Hi Steven, How are you feeling today? I hope you are feeling less anxious
Hi Steven, How are you feeling today? I hope you are feeling less anxious
Hi everyone.
Sorry for my lack of updates. I've just had a very tough few days with the increase in medication. Yesterday was the worst but today hasn't been great. I think I'm on the comedown now.
No real updates as I've not really been my observant self! I haven't left my room apart from to eat, and that was an anxious, head down, affair followed by a quick retreat straight back to my room.
I'm very happy in my new room. It's so much quieter and I finally got rid of the horrible hospital trolly bed. It woke me up so many times last night! I bugged the staff today and got a proper bed put in here. Makes SUCH a difference.
I must be the only person in the country to be enjoying the fact that the nice weather has gone. The heat really made things difficult for me and there is something awful about being stuck inside a hospital when the weather is so incredible outside.

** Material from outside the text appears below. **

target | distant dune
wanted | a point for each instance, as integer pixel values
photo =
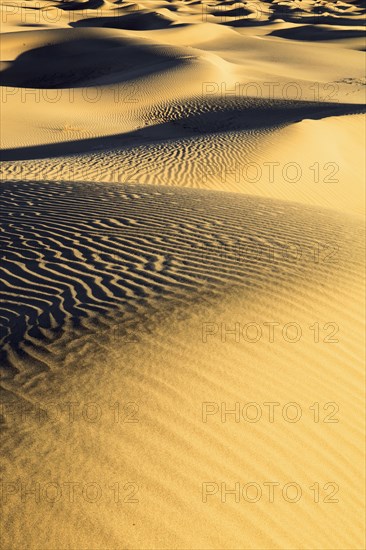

I believe there are quite a few new patients that have arrived although I haven't had a chance to properly observe them and work out whats wrong with them. It feels quite strange with all the new faces. I was just starting to get used to the faces that were here when I first arrived. I think there are only about 2 or 3 of them left.
I think the only interesting story I have is that a lady broke wind loudly right infront of my face while I was eating dinner. That's a sure way to put me off my food!
I saw a duty doctor today as the p'doc I was seeing has a new post somewhere. She just came to check if everything was OK with the increase and in general. I had nothing to report really! Just glad I get to ride this out for another week at least until my next ward round.
My two mates came to see me today which was really nice. I had to cancel on them yesterday due to how bad I felt but I manned up a bit today. It's very hard seeing friends as my anxiety gets much higher as I don't know how long they will be here for.
As the days pass and I start feeling better, I shall report back on the new patients as I'm sure that they will be just as entertaining as the previous ones that I got to enjoy so much.
Thankyou all so much for your kind messages, replies etc.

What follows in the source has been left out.